18. Emerging Model Families
Chapter 18 of 20 · 15 min
The model landscape evolves rapidly. Understanding major families and their characteristics helps you stay current and evaluate new releases.
Major model families (as of early 2026):
Llama (Meta):
- Llama 3.1: 8B, 70B, 405B
- Strengths: Well-documented, many derivatives, strong community
- Tokenizer: Tiktoken-based, 128K context
- Quantization ecosystem: Mature, many formats available
Mistral (Mistral AI):
- Mixtral 8x7B, Mistral Large, Small
- Strengths: Efficient MoE variants, strong reasoning
- Architecture: Sliding window attention, grouped query attention
- Tradeoffs: Smaller context than Llama in some variants
Phi (Microsoft):
- Phi-3-mini (3.8B), medium (14B)
- Strengths: Exceptional quality per parameter
- Training: Heavy emphasis on "textbook quality" data
- Tradeoffs: Smaller parameter count limits some capabilities
Deepseek:
- Deepseek V2, V3
- Strengths: MoE architecture with strong efficiency
- Deepseek-Coder: Specialized code models
- Tradeoffs: Less ecosystem support than Llama
Gemma (Google):
- Gemma 2 2B, 9B, 27B
- Strengths: High quality, open weights (with terms)

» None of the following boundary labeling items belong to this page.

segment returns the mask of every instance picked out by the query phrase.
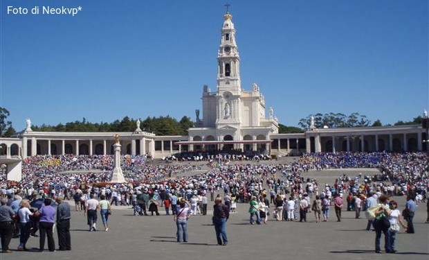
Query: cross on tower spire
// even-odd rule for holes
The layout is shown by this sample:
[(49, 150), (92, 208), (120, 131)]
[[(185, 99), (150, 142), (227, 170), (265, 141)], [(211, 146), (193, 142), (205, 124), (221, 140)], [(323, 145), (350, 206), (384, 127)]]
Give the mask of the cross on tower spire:
[(230, 4), (229, 4), (229, 3), (226, 3), (225, 4), (225, 6), (226, 6), (226, 12), (227, 12), (227, 13), (228, 13), (228, 12), (229, 12), (229, 8), (230, 8), (230, 6), (231, 6), (231, 5), (230, 5)]

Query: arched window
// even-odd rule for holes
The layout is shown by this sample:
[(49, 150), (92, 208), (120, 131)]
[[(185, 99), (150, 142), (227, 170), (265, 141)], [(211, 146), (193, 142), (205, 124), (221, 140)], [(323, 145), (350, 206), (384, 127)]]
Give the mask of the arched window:
[(225, 76), (229, 77), (231, 75), (231, 65), (229, 63), (225, 64)]
[(80, 155), (89, 155), (89, 149), (86, 144), (82, 144), (80, 146), (79, 146), (79, 154)]
[(66, 144), (64, 146), (64, 153), (66, 155), (71, 155), (73, 154), (73, 146), (70, 144)]
[(102, 155), (104, 153), (104, 147), (101, 144), (95, 145), (95, 155)]

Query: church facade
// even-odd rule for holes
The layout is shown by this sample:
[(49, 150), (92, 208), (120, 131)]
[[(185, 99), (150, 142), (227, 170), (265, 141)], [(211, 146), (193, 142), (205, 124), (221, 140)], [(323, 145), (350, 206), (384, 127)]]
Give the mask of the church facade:
[[(46, 132), (27, 128), (14, 138), (0, 139), (0, 163), (11, 166), (37, 155), (113, 155), (118, 134), (121, 153), (155, 158), (183, 152), (259, 153), (273, 156), (310, 152), (428, 151), (428, 119), (424, 125), (318, 129), (279, 134), (278, 120), (256, 84), (244, 90), (232, 15), (223, 15), (217, 55), (216, 89), (203, 88), (202, 117), (186, 136), (156, 136), (142, 131), (140, 122), (131, 132)], [(267, 112), (268, 110), (268, 112)], [(15, 165), (15, 164), (14, 164)], [(13, 168), (13, 167), (12, 167)], [(8, 170), (9, 171), (9, 170)]]

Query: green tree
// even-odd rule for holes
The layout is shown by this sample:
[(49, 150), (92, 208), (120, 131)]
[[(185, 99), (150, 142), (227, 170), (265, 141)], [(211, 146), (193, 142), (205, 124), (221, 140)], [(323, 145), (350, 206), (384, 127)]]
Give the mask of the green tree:
[(17, 132), (17, 131), (15, 130), (15, 129), (13, 128), (13, 126), (12, 126), (12, 125), (9, 125), (8, 129), (6, 129), (6, 131), (4, 133), (4, 137), (10, 137), (13, 135), (15, 135), (15, 133), (16, 133), (16, 132)]
[(182, 133), (181, 134), (182, 135), (188, 135), (188, 130), (194, 127), (194, 122), (191, 121), (191, 119), (189, 116), (182, 117), (179, 123), (182, 128)]
[(12, 125), (12, 122), (7, 120), (10, 115), (7, 109), (0, 107), (0, 137), (4, 137), (8, 128)]
[(304, 130), (295, 126), (286, 126), (279, 123), (279, 134), (295, 134), (304, 132)]

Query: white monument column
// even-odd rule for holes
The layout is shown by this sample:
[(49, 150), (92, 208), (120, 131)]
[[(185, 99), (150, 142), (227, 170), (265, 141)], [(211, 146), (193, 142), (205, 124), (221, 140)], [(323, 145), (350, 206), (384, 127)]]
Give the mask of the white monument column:
[(140, 142), (140, 153), (142, 153), (142, 155), (145, 155), (147, 154), (147, 153), (146, 152), (146, 138), (143, 137), (142, 138), (142, 140)]
[(131, 155), (136, 155), (136, 140), (131, 140)]
[(36, 141), (36, 137), (31, 138), (31, 156), (35, 156), (37, 154), (37, 142)]
[(92, 139), (89, 140), (89, 155), (92, 155)]
[(79, 155), (79, 140), (76, 140), (76, 155)]
[(125, 182), (122, 169), (120, 168), (120, 144), (119, 143), (119, 135), (115, 135), (115, 144), (113, 144), (113, 152), (115, 153), (115, 168), (111, 175), (111, 182), (122, 183)]
[(48, 155), (51, 155), (51, 139), (48, 139)]
[(27, 157), (27, 150), (28, 149), (27, 146), (28, 144), (27, 144), (27, 137), (23, 137), (22, 138), (22, 155), (21, 155), (23, 159)]
[(392, 134), (389, 134), (389, 150), (393, 150), (393, 138)]
[[(423, 143), (422, 138), (423, 138), (423, 137), (421, 135), (422, 135), (422, 132), (421, 132), (417, 133), (417, 150), (421, 150), (423, 149), (423, 147), (422, 147), (422, 143)], [(426, 139), (427, 139), (427, 137), (426, 137)]]

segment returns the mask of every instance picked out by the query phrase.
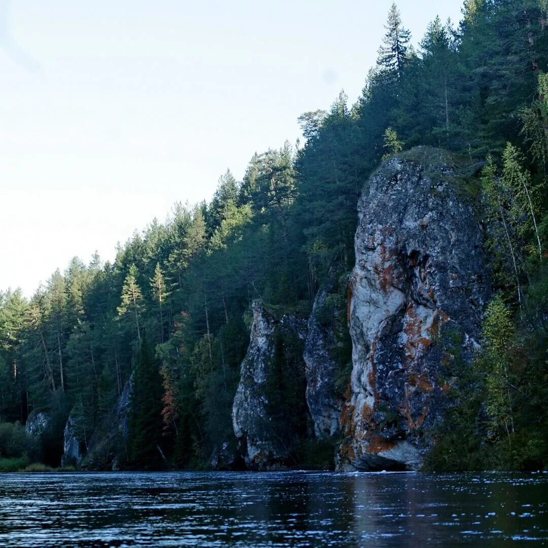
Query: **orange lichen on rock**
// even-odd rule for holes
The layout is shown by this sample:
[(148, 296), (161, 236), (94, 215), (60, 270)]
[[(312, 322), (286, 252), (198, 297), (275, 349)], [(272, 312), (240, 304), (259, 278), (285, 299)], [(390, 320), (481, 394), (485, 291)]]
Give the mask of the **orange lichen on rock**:
[(391, 449), (393, 449), (396, 447), (396, 442), (391, 441), (390, 439), (386, 439), (381, 436), (368, 432), (365, 436), (365, 439), (367, 442), (366, 446), (366, 452), (367, 453), (383, 453), (384, 451), (389, 451)]
[(341, 446), (339, 453), (343, 459), (346, 459), (351, 463), (356, 460), (356, 452), (352, 445), (348, 442), (345, 442)]
[(370, 424), (373, 416), (373, 410), (370, 406), (364, 403), (362, 406), (362, 420), (363, 423)]
[(352, 309), (352, 286), (350, 283), (346, 285), (346, 321), (350, 321), (350, 311)]
[(432, 339), (439, 334), (439, 329), (449, 319), (449, 316), (441, 309), (436, 311), (432, 320), (432, 325), (426, 328), (427, 332)]
[(342, 406), (339, 424), (341, 430), (348, 436), (353, 436), (356, 432), (356, 421), (354, 420), (356, 408), (350, 403)]
[(425, 392), (432, 392), (434, 389), (432, 383), (425, 373), (423, 373), (420, 375), (417, 386)]

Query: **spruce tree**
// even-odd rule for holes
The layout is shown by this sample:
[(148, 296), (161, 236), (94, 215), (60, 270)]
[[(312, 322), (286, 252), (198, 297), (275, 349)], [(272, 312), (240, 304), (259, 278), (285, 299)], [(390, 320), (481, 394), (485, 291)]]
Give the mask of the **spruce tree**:
[(379, 48), (377, 64), (399, 79), (403, 72), (411, 33), (403, 26), (401, 15), (396, 4), (392, 4), (388, 12), (385, 28), (386, 33), (383, 39), (384, 45)]
[(137, 340), (139, 341), (141, 339), (139, 318), (142, 307), (142, 293), (137, 283), (137, 267), (134, 264), (132, 265), (122, 288), (122, 304), (118, 307), (118, 313), (121, 317), (127, 317), (130, 314), (132, 315), (135, 320)]
[(163, 464), (162, 377), (146, 338), (141, 342), (133, 374), (130, 416), (130, 460), (139, 467), (157, 469)]

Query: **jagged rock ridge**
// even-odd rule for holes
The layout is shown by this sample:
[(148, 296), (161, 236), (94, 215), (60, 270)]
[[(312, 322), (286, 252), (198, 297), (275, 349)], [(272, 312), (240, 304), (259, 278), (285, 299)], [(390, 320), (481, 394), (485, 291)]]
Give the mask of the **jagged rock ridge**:
[(450, 159), (432, 149), (384, 163), (358, 217), (338, 466), (416, 470), (447, 404), (452, 366), (470, 363), (477, 345), (489, 287), (482, 230)]
[[(242, 362), (232, 425), (247, 466), (252, 470), (275, 469), (287, 465), (297, 440), (288, 442), (274, 424), (269, 408), (269, 381), (272, 380), (277, 345), (282, 345), (284, 353), (298, 355), (302, 362), (306, 323), (292, 314), (277, 319), (259, 301), (253, 303), (252, 309), (249, 346)], [(296, 349), (288, 347), (290, 340), (296, 342)], [(302, 368), (304, 372), (304, 363)]]

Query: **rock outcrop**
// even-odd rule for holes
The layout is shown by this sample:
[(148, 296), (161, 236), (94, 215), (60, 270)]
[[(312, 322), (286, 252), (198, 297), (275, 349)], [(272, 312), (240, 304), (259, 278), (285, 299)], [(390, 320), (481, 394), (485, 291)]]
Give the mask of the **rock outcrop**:
[(49, 427), (51, 422), (52, 417), (49, 413), (45, 411), (32, 411), (27, 419), (25, 429), (28, 433), (42, 438)]
[(336, 304), (331, 307), (328, 304), (328, 292), (322, 289), (316, 295), (309, 318), (303, 356), (306, 366), (306, 403), (314, 423), (314, 434), (321, 439), (339, 432), (342, 399), (335, 389), (335, 374), (340, 364), (334, 355), (341, 344), (336, 340), (337, 332), (347, 328), (346, 325), (338, 324), (339, 308)]
[[(258, 301), (253, 303), (253, 312), (249, 346), (242, 362), (232, 406), (232, 425), (247, 467), (273, 470), (287, 464), (294, 441), (292, 435), (286, 437), (292, 434), (290, 426), (277, 424), (280, 423), (279, 418), (273, 416), (275, 408), (277, 413), (283, 412), (274, 402), (276, 392), (280, 388), (275, 385), (280, 379), (274, 377), (279, 373), (278, 366), (282, 367), (276, 363), (277, 359), (300, 360), (304, 403), (302, 354), (306, 323), (294, 315), (286, 315), (278, 320)], [(280, 426), (284, 431), (280, 431)]]
[(420, 467), (457, 362), (470, 363), (489, 283), (466, 185), (421, 147), (385, 162), (359, 200), (339, 469)]
[(82, 460), (82, 456), (80, 442), (75, 430), (74, 420), (71, 415), (69, 415), (63, 431), (63, 454), (61, 457), (61, 466), (77, 466)]
[(82, 460), (83, 469), (117, 470), (124, 467), (124, 463), (127, 463), (131, 395), (130, 377), (108, 422), (100, 425), (94, 432), (88, 444), (87, 454)]

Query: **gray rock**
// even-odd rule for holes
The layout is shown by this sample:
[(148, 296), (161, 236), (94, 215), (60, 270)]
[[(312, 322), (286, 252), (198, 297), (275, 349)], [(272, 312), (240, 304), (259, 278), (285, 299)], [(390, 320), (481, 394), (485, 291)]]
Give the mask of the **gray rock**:
[(27, 419), (25, 429), (30, 434), (41, 438), (44, 432), (49, 427), (52, 421), (51, 415), (45, 411), (31, 411)]
[(303, 355), (306, 364), (306, 403), (314, 423), (315, 435), (319, 438), (338, 433), (342, 405), (342, 398), (335, 391), (338, 364), (333, 356), (338, 345), (335, 330), (341, 327), (336, 325), (340, 311), (335, 308), (327, 321), (322, 317), (327, 296), (327, 292), (322, 289), (314, 300)]
[(470, 364), (477, 346), (490, 288), (483, 234), (452, 161), (433, 149), (385, 162), (358, 210), (338, 466), (416, 470), (454, 362)]
[(82, 460), (80, 453), (80, 441), (75, 430), (74, 420), (68, 415), (63, 431), (63, 454), (61, 457), (61, 466), (74, 464), (77, 466)]
[(115, 471), (123, 468), (127, 463), (131, 394), (130, 378), (107, 423), (96, 429), (89, 441), (87, 454), (82, 460), (82, 468)]
[(258, 301), (253, 303), (253, 312), (249, 346), (232, 406), (232, 425), (247, 466), (273, 470), (283, 466), (292, 448), (272, 427), (267, 395), (269, 367), (275, 357), (277, 334), (292, 334), (304, 344), (306, 326), (294, 315), (278, 321)]

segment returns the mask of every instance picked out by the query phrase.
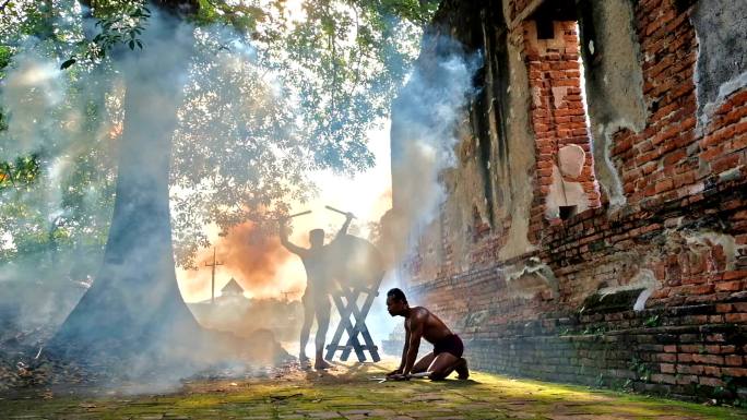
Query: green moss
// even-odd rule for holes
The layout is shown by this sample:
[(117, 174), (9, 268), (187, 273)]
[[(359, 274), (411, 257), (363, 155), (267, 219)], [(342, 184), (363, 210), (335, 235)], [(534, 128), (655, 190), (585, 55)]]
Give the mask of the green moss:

- Architecture: GeMMa attention mechanism
- Tradeoffs: License restrictions limit some use cases
Qwen (Alibaba):
- Qwen 2.5 series, Code models
- Strengths: Strong multilingual, many sizes
- Tradeoffs: Documentation primarily in Chinese
Emerging patterns:
- Mixture of Experts adoption: More models using MoE for efficiency
- Longer context: 128K becoming standard, 256K+ emerging
- Smaller but stronger: Phi-3 shows 3.8B can match larger models
- Specialization: Code models, math models, multilingual variants
How to evaluate new models:
# Evaluation checklist for new releases
new_model_checklist = {
"weights_available": True, # Or just API
"license": "...", # Check commercial restrictions
"context_length": 0,
"architecture": "dense/moe/hybrid",
"training_data_cutoff": "...",
"benchmark_scores": {
"mmlu": None,
"humaneval": None,
"gsm8k": None
},
"community_adoption": {
"huggingface_downloads": 0,
"GitHub_stars": 0
}
}
EXERCISE
Identify a model family not covered here. Research their architectural choices and recent benchmark results. Present a 1-page summary of strengths and tradeoffs.